本格ミステリ作家クラブ編『本格ミステリ04』(その1)

せっかくなので各編ごとに軽い感想書きます。あらすじ紹介は無しで。◎○△×は好ましさの度合い。

横山秀夫「眼前の密室」 ○
 いつの間にか密室殺人が起こっていつの間にか解決されちゃったーってな読後感で、本格ミステリとしてはちょっと物足りないものの、やはりこの作者の作ということで「働く男達」小説として面白い(この作に関しては主要キャラに女性がいるのだけど)。新聞記者さん方の仕事っぷりが厳しくも爽やかで微笑ましい。
・青木知己「Y駅発深夜バス」 △
 文章はぎこちないし不必要に描写しすぎな部分があったりで小説としては全然こなれてない。
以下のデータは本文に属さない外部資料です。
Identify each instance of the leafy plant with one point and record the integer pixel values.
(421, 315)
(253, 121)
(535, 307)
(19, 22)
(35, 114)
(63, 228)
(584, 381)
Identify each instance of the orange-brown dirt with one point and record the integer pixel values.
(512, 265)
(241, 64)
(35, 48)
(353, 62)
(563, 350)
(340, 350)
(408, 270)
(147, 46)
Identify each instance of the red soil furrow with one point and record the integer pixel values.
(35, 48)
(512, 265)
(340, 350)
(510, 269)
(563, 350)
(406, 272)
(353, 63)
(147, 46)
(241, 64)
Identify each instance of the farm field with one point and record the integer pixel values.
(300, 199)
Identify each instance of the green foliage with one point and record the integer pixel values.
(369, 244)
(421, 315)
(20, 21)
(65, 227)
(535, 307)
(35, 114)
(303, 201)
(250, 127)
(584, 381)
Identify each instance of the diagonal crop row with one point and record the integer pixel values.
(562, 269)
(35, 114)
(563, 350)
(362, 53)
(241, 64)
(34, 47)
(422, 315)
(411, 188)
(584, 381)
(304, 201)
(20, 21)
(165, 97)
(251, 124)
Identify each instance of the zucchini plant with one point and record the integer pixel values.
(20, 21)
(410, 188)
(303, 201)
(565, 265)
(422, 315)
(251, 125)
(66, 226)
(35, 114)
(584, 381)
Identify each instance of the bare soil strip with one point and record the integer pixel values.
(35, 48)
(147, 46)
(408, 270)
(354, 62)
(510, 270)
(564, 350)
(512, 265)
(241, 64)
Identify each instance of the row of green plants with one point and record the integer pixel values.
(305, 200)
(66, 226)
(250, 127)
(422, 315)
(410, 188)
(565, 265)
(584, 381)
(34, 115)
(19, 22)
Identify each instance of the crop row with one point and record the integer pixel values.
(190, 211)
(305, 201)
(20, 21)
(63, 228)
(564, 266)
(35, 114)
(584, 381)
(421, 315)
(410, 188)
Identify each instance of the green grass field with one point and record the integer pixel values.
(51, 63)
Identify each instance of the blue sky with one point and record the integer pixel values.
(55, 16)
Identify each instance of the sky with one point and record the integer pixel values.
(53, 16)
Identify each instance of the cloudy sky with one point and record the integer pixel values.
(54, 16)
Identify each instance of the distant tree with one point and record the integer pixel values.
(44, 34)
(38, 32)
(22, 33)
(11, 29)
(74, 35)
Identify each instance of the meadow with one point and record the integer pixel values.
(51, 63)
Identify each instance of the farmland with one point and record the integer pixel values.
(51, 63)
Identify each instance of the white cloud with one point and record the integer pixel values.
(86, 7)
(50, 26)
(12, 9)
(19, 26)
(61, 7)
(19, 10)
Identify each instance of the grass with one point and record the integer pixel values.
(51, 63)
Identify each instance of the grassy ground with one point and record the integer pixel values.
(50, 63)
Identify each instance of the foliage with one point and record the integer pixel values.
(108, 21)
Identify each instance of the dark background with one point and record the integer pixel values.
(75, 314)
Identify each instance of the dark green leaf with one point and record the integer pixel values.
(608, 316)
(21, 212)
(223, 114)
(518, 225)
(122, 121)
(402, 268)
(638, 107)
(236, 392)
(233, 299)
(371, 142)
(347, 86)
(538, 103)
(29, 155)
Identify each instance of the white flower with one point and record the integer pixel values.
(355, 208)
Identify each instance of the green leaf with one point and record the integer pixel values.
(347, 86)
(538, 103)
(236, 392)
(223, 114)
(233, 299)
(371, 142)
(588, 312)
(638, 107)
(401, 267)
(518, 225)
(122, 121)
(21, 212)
でも、時事ネタの強引な取り込み方に見られる稚気はいかにも本格ミステリ的で支持したい……と一旦は思ったものの、明らかに蛇足な最後の数行に引っかかって結果評価は低め。
鳥飼否宇「廃墟と青空」 △
 提示される謎もその解決もユニークなわりに安定した面白さ。でも、この話でやり込められる人って全然悪い人に見えなくて、そのへんで少し不快感を感じてしまった。そこが不満。一つ気になるのは、これって連作短編集の中に置かれることによってサプライズが増すタイプの短編じゃないのか。先にこれだけ読んじゃったよどうしてくれるんだ……。
法月綸太郎「盗まれた手紙」 ◎
 さすがに巧い。高田崇史の千波君シリーズにちょっと趣向が似てるけど、あれよりもずっとスマートにひねくれていて、こんな短い話でもちゃんと渋い雰囲気が出てるのが違うところ。まあ、パロディ物だそうだそうだけど。